It seems health care isn’t enough-now the feds want to taker over college loans. U.S. Education Secretary Arne Duncan blasted banks last month for making profits on student loan interest. Secretary Duncan says his department is the better education investment vehicle. More like Department of Motor Vehicles, says Sen. Lamar Alexander (R-TN), a former U.S. education secretary and former president of the University of Tennessee.


“Here is what they haven’t told us,” says Sen. Alexander. “The Education Department will borrow money at 2.8 percent from the Treasury, lend it to you at 6.8 percent and spend the difference on new programs. So you’ll work longer to pay off your student loan to help pay for someone else’s education — and to help your U.S. representative’s reelection.” But what about Secretary Duncan’s concern that college students graduate with debt averaging more than $20,000? Sen. Alexander does the math.
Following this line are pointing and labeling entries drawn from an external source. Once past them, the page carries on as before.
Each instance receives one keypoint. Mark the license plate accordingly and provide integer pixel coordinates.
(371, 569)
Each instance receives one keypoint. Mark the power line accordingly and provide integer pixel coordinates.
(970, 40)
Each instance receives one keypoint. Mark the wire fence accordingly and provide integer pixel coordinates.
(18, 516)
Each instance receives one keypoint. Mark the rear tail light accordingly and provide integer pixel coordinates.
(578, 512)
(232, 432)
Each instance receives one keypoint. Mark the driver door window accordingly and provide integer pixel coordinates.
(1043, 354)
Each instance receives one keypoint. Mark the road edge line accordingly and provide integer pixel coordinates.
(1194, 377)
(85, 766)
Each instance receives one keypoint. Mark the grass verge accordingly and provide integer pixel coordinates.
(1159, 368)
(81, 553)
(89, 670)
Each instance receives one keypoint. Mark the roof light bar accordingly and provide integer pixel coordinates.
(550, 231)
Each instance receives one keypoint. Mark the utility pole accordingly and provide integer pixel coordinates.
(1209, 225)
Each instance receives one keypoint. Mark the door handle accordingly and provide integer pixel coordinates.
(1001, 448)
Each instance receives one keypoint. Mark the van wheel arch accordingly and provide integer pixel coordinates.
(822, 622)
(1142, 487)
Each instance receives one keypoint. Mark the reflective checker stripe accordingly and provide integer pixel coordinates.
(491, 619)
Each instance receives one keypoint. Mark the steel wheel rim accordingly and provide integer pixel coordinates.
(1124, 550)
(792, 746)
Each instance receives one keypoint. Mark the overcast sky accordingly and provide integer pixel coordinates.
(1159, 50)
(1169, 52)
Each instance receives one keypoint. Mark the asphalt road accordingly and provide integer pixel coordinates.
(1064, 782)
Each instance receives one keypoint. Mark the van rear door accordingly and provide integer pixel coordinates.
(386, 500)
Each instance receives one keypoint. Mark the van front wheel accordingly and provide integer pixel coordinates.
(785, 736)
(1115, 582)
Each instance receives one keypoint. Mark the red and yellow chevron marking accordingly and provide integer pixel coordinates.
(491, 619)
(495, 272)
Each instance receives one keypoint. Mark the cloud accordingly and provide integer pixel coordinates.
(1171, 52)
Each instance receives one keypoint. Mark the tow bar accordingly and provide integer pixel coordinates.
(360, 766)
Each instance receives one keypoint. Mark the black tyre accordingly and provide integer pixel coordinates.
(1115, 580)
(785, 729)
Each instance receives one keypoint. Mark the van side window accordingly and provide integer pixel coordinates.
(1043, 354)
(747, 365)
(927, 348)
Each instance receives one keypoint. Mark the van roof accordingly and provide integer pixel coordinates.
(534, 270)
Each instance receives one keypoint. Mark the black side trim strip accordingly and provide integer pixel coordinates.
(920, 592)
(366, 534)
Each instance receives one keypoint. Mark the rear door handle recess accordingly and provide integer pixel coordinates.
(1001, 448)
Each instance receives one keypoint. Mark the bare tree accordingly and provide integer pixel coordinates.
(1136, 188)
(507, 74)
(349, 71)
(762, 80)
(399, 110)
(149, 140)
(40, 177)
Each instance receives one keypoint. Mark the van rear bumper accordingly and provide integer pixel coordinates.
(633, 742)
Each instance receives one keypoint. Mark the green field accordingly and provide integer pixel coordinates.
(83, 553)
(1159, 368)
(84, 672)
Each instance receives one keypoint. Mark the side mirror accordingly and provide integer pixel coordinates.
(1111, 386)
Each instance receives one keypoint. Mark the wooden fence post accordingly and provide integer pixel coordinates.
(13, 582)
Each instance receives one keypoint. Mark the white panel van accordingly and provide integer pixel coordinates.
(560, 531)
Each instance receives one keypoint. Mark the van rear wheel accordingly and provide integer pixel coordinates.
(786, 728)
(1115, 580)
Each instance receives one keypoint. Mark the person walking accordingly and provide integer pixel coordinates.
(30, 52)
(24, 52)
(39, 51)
Typically students have an “average loan debt of $24,651. Assuming a standard 10-year repayment at 6.8 percent, those students would pay roughly $9,400 in interest. If we really want to save students money, why not just reduce the interest rate by 1.5 percentage points, to 5.3 percent, saving students $2,240 in interest?” Sen. Alexander explains that roughly 2,000 lenders offer government-backed student loans on more than 4,000 campuses. If students are smart enough to go to college, shouldn’t they be smart enough to pick the lender they prefer?


Apparently not. Secretary Duncan says it’s time to shift to “direct lending“and end “wasteful subsidies to banks.” But how is ED, a government bureaucracy, better situated to be a lender-much less one that’s not wasteful-since it exists on subsidies, too?


A better approach would be to let parents and students put aside as much as they can into tax-exempt college savings accounts at banks that offer the most competitive rates. Keeping more of their money would also get to the source of wasteful subsidies, namely government. Let other family members and even employers make tax-deductible contributions to those accounts as well. Meanwhile, cut the ED bureaucracy and redirect funds into college grants for students based on financial need. Make postsecondary institutions’ federal funding contingent upon matching those federal grants by streamlining their own administration and cutting costs.


Such an approach would expand students’ and their families’ options for financing higher education, while helping shrink government back to its proper scope.